AI and Machine Learning for Qlik Developers - Case Study 3 - part 1

AI and Machine Learning for Qlik Developers - Case Study 3 - part 1

This is an example in Qlik where we are using a Logistic Regression Algorithm, built only with Qlik Script, to be able to predict if a person who boarded Titanic survived or not.

For more in-depth information on the Qlik Script concept, review the articles from start before you begin, or jump right into the article about logistic regression here.

"Machine Learning from Disaster - Predict survival on the Titanic" is a classic Supervised Machine Learning case study. If you google it, you will find hundreds of articles on this case study. Solved in almost equal number of ways. But as I understand, never before using only Qlik Script. Normally this is solved using R or Python.

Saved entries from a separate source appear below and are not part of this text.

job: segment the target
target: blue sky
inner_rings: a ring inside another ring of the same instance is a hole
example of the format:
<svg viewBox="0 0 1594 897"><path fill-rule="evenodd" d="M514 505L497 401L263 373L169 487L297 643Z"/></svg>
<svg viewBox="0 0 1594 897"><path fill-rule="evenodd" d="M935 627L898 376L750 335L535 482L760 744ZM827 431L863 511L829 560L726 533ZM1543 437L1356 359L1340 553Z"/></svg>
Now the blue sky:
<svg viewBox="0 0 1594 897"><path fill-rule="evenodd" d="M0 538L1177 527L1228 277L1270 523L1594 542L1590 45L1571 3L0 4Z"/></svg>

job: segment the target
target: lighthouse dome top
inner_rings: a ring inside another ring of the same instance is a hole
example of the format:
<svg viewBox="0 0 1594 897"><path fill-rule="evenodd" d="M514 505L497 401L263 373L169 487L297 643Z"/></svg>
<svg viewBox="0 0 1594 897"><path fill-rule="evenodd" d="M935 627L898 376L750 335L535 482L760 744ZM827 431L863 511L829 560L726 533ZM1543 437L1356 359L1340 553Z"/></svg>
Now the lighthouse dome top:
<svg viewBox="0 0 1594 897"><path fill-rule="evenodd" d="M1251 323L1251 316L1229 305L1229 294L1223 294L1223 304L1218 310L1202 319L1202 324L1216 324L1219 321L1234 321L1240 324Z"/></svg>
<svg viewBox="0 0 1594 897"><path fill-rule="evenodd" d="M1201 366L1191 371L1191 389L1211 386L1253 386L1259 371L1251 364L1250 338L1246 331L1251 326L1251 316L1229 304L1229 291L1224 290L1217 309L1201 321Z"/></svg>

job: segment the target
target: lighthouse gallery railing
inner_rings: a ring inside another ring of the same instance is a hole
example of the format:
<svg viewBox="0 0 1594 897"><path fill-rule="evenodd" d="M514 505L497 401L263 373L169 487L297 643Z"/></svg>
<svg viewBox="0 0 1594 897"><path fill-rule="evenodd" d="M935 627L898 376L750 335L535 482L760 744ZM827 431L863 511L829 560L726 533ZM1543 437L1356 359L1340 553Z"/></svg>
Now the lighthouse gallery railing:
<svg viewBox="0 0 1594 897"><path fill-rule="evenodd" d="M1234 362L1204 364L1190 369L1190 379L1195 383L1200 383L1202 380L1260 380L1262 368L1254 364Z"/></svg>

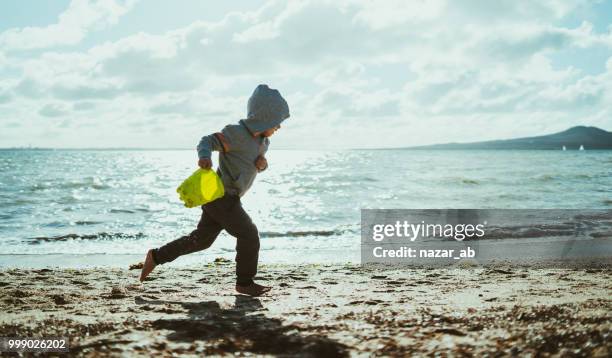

The data source I use here is coming directly from Kaggle, and if you want to start working with Machine Learning, getting an account on Kaggle is a good idea.

The dataset contains of two csv files (download here):

  • Learning data set
  • Test data set

The two files have identical columns except that the test data set doesn't have the column "Survived". The goal is to develop your prediction model on the learning data set, then run your prediction on the test data set, send it to Kaggle and they give you back how well your prediction worked.

The result is given back to you in percent, how many % of the passengers in your test data that has the correct prediction. If you predicted that a passenger survived and it did not, or if you predicted it died but it did not, it is classified as an error. They simply count how many errors against how many correct predictions you have.

Kaggle has a leader board for this data set showing how well you rank against other Machine Learning Beginners, but since this data set has been around a long time - there are hundreds of people who are 100% correct in their prediction. Many of them are probably not honest predictions, but some might be. To get 100% or close to 100% correct prediction you need to have done your feature engineering perfectly and also tested different kinds of algorithms, and I am pretty sure that logistical regression is not the perfect algorithm for this data set, but it works good enough for my purpose here to explain how to run logistic regression with Qlik Script only. Basically to explain how logistic regression actually works.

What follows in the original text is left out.